All of the discussions I have read or seen so far seem to be studiously avoiding the "elephant in the room", population growth in the U.S. and worldwide. For the moment, let's just focus on the U.S. since we are such a large consumer of energy and producer of pollutants. According to the U.N., the per capita output of pollutants in the U.S. is 20 metric tons annually. If our population doubles by the end of this century or before as currently projected, we will be pumping out another 6 billion tons of pollutants annually at the present rate. Even if by some technological miracle we were able to reduce our per capita output by half to that of Mexico, we would have made no progress toward reducing the present unacceptable total level of output. Allowing our population to grow makes the task of reducing total emissions exceedingly difficult if not impossible.
The limit of finite natural resources per capita as population increases without bounds is zero. The more there are of us, the less there is for each of us. The question then becomes: how far down that road should we go? Wind-driven generators, solar panels, and energy storage devices require substantial amounts of metals, lubricants, and other finite natural resources.
More people mean a larger demand for energy. Given our current level of dependency on fossil fuels, it is a huge challenge just to meet a portion of the current demand with cleaner technologies. Doubling the population has the prospect of doubling the demand for energy. Can we solve any of these problems without addressing population growth? If we are to be successful in inhibiting climate change and global warming, stabilizing our population is of paramount or at least equal importance with energy conservation and the development of clean, alternative energy sources.
The president has proposed a cap and trade approach to reducing emissions. Let’s apply that idea to population. A couple that wishes to have more children than the replacement level of about 2.1 per female must buy credits from those who choose to have fewer than that number. The overall cap would be based on a combination of net births and deaths and net in migration.
Fossil fuels will continue to play an important role in the future. It is hard to imagine an alternative source of energy for military applications, airlines, heavy vehicles, and farm machinery. Many of our chemical industries also depend on fossil fuel feedstock. While it is wise to begin the process of trying to wean ourselves from fossil fuels, in the meantime, it is vital to our economy to meet our fossil fuel needs from domestic sources instead of continuing to send our treasure to foreign oil producers.
Addressing the population issue helps to solve the energy and pollution problems and also enables us to conserve scarce resources like water. In the Southwest, water rights are being bought up by cities to serve their burgeoning populations. That deprives the farms, ranches, and orchards of the water they need to grow food for the additional people. We should all be watching with dismay the continuing plunder of the Great Plains’ Ogallala Aquifer, the largest underground reservoir in the United States and one of the largest on the planet. It once held as much water as Lake Huron. It is a treasure that took millennia to accumulate. Remarkably, it could cease to be a water resource within another generation. As Tom Letheby put it in the 4/30/06 Denver Post, “We are left with yet another illustration of an all too common American mindset: short on vision, mired in denial and unable to comprehend nature’s limits.”

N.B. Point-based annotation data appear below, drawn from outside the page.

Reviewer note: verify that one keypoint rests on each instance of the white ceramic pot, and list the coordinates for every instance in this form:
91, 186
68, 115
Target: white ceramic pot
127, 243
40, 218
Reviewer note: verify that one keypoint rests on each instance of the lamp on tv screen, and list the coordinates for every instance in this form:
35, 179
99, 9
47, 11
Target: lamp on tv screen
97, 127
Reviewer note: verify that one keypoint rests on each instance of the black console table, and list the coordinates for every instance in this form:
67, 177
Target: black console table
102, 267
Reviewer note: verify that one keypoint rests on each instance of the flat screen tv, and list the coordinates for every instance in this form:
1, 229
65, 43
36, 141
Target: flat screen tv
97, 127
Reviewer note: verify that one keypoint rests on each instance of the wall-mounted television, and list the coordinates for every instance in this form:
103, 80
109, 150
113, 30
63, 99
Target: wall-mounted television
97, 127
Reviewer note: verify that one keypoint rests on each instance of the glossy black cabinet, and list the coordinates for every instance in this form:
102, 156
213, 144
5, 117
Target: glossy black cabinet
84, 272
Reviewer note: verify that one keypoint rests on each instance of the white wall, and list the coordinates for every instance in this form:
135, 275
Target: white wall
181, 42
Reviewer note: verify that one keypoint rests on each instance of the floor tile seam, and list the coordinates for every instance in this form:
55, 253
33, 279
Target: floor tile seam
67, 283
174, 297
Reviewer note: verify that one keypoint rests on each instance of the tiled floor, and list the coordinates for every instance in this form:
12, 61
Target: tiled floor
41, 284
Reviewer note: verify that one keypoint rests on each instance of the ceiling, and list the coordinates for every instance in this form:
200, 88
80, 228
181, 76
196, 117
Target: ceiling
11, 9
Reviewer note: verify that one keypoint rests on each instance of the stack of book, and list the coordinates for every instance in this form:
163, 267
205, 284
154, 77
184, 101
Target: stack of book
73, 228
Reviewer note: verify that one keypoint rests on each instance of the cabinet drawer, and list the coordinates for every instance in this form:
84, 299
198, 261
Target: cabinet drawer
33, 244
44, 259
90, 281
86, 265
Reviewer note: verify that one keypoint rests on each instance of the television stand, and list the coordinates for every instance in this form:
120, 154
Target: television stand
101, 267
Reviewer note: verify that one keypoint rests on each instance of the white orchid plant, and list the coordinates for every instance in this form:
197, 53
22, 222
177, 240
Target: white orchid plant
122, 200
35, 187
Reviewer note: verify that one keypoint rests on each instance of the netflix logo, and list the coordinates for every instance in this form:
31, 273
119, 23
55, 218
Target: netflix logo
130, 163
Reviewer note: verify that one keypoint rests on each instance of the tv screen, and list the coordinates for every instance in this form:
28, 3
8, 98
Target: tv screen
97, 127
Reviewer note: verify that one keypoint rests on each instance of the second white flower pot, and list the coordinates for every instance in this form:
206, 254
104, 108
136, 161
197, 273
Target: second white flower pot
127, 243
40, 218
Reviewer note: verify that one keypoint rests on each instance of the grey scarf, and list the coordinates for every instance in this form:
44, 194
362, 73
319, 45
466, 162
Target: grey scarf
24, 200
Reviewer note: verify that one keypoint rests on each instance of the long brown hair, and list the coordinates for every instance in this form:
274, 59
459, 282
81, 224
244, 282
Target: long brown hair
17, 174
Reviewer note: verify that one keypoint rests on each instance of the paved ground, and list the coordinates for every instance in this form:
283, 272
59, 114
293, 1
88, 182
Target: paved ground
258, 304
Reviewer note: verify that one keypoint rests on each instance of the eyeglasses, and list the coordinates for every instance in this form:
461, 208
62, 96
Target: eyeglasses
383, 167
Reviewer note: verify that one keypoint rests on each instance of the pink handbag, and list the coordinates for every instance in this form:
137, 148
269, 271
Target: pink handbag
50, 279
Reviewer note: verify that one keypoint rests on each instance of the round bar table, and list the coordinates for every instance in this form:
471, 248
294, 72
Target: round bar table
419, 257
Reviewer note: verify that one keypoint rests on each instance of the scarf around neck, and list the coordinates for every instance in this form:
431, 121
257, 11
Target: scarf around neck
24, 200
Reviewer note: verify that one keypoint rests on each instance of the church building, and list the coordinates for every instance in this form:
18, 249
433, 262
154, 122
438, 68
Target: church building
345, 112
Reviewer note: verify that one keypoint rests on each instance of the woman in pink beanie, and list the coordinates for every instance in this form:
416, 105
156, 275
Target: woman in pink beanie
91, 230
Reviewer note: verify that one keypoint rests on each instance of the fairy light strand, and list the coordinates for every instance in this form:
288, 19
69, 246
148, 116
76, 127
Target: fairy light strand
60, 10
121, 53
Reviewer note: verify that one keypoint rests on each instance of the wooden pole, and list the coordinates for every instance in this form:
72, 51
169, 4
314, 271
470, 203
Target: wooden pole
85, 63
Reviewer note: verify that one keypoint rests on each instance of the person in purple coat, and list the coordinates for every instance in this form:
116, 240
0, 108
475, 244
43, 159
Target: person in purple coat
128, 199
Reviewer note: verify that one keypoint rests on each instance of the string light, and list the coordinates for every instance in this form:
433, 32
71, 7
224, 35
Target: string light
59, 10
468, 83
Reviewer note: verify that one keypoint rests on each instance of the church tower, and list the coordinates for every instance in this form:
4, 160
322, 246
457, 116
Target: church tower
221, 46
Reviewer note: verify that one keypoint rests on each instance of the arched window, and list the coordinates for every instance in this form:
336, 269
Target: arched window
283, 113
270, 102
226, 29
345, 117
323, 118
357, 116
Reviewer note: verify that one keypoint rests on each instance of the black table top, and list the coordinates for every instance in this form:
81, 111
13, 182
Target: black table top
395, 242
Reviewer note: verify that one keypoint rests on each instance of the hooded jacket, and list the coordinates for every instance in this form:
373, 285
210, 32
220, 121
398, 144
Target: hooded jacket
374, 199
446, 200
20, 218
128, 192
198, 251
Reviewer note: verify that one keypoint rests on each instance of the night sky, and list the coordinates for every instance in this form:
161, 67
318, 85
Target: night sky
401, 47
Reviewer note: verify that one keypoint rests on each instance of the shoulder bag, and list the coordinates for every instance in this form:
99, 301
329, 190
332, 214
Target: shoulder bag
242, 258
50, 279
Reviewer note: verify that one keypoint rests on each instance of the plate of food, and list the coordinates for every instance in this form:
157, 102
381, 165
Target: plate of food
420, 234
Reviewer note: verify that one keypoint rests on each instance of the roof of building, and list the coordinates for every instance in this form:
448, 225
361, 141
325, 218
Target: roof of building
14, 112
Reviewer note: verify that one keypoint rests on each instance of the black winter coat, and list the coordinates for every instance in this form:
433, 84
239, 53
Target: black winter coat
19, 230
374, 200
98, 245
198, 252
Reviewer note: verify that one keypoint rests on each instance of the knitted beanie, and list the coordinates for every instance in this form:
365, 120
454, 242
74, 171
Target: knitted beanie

No matter from what point of view you approach the problem – energy, finite natural resources, pollution or all three – it just makes common sense to factor a stable population into the equation as a prominent part of the solution. Using land to grow fuel that would have been used to grow food has caused food prices to rise. Using water to serve the ordinary needs of an expanding population reduces the amount available for food production. People that would have only been hungry in the world may now be starving to death.
According to Joel Cohen, eminent demographer, “…the world cannot easily and comfortably accommodate an unlimited number of people at any desirable level of material, mental and civic well-being.” We can achieve a stable population and a soft landing for our economy with appropriate tax, family cap and trade, and immigration policy changes. This is an important new way to constrain energy demands, reduce pollution, and conserve scarce natural resources. Let’s make it a national objective and a national priority. Let’s begin today.